Archive for February, 2008

8-Bit Memories

This past semester I took a class on Nonverbal Communication, and aside from it being a thoroughly fascinating and enjoyable course, one of the more unique projects was to be part of an adopt-a-grandparent program at a local nursing home. The project aside, one of the most interesting aspects of my experience was learning how everything in the nursing home was designed to promote a safe and familiar atmosphere for the residents. To that end, the lobby of the nursing home had been designed to look like Main Street in a small town. This is not a technique unique to this nursing home because I have seen similar designs and layouts in other nursing homes, and this method of comfort and nostalgia is apparently very helpful.

My question, then, is quite simple…”what about me?” Allow me to elaborate, when I get older I won’t be so much concerned for myself, give me a high powered electric wheelchair and some Depends and I’ll be fine, but rather my question is about my generation, and even the prior generation. Are we really going to identify with Main Street? What will our nursing home lobbies look like? This brings me to the central theme of today’s post, and that is, what role will video games play in the nursing homes of the future?

It’s worth noting that some video games, especially those on the Nintendo Wii, are already being used as an aide in physical therapy. The Journal News out of New York says that: “The Wii, which requires players to use physical gestures, such as arm waving to control movement on a video screen, is finding a place in nursing homes, assisted-living facilities and even rehabilitation hospitals nationwide” (full text). This has the potential to be very beneficial to the industry, and as game systems evolve there is the prospect of more healthy computer-mediated activity. No doubt Nintendo is already trying to capitalize on this concept given their current line of advertising, and maybe rightly so they should.

The use of video games as a life and health improvement aide, while important, does not really get at the heart of my question. I am more interested, as I said before, in how video games as well as their culture will thrive as we age. I think that from watching, The King of Kong (which is an achievement for not only video game culture, but documentary filmmaking as well) , and seeing ads for things like Gametap that allow you to play games from the days of yore, there can be seen a desire to hold on to these games and the memories we associate with them.

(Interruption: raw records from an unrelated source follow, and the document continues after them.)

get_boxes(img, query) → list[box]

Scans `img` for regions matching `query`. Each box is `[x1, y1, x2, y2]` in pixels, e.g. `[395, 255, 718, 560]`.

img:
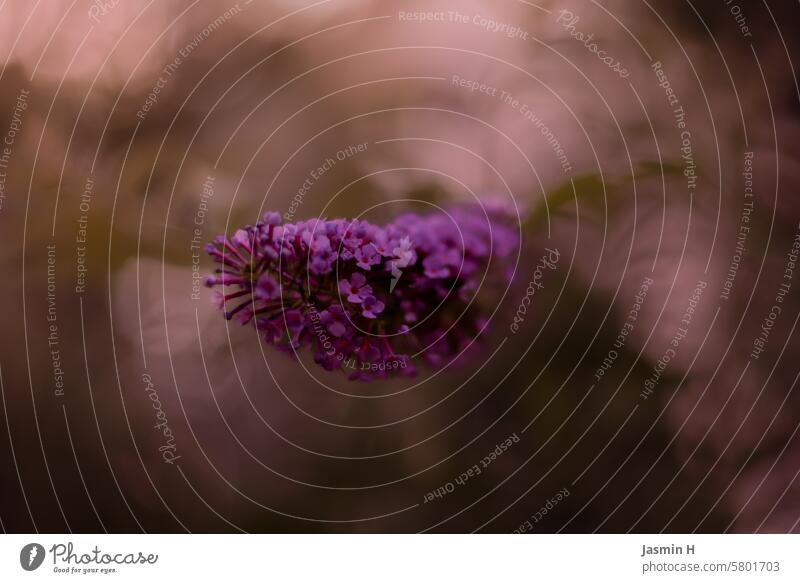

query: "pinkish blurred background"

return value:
[0, 0, 800, 532]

It may seem silly to think that people want to retain memories of artificially simulated and computer generated games, but if someone has had a particularly eventful run through the Molten Core, or been part of an exciting LAN party, they may want to hold on to that. It’s partly the nostalgia factor, but also from what I understand of things like the Main Street idea, its not so much trying to actively get people to remember, but rather to use these designs to activate memories of a more comfortable time. In that respect video games will undoubtedly become a necessity in elder care.

The obvious question of what about all the violent content of more than a few games, does raise some concerns. There is the of course the idea that we as a society are becoming more desensitized to some violence, and even that video games serve an important cathartic function. Gabe, of Penny Arcade! fame, in an interview with his grandfather, raises questions of how video games (in particular WWII games) are viewed by older generations. The interview, while not entirely pertinent to my thesis does have merit in debating issues of the elderly and their relation to violence in modern video games. The theories may change as those of us who actually played the violent games age, but question of how video games, violent or not will be continue to be incorporated into our lives, remains the same.

Will we be seeing nursing homes with an original Playstation in every room, or will we be shuffling down the corridors, cane in one hand DS in the other? Will there be sitting rooms with arcade classics lining the walls?

Maybe it will all go by the wayside, and our 8-bit memories will merely fade away.

i like to put minimal importance on important things

Creating and regularly updating this blog was originally supposed to be a New Year’s resolution, but seeing that I am now more than a full month late in getting started I’m just going to consider it one more aspect of my already behind schedule life. With the bar now set low for my own expectations, we’ll get down to business. It is my hope that this blog will explore various aspects of popular culture, but retain a personal connectivity to my own experience. I toyed with the idea of creating a manifesto for this blog so that I could make a statement of intent and design a loose set of parameters for my own blogging purposes. I currently have the manifesto of the German Expressionist movement Die Brücke taped to my bedroom door which has given me a lot of inspiration, but at the same time I hope for this blog to evolve and maybe become something entirely different from whatever I would have originally designed for it in a manifesto. I know this sounds like a cop out, and maybe it is, we’ll see.

I realize that in naming my blog “the f/stop” its possible I have wrongly raised the hopes of those searching for photography/filmmaking advice. Allow me to vindicate my self in saying that I am film student and that I was merely looking for something to identify my interest in film production with a the larger category of film and pop-culture. To that end, I view “the f/stop” less as a thing and more of a place, a place to stop and learn a thing or two about pop-culture, music, film, TV and video games. That being said, please note that I will not ever claim to be an expert in any area of which I post.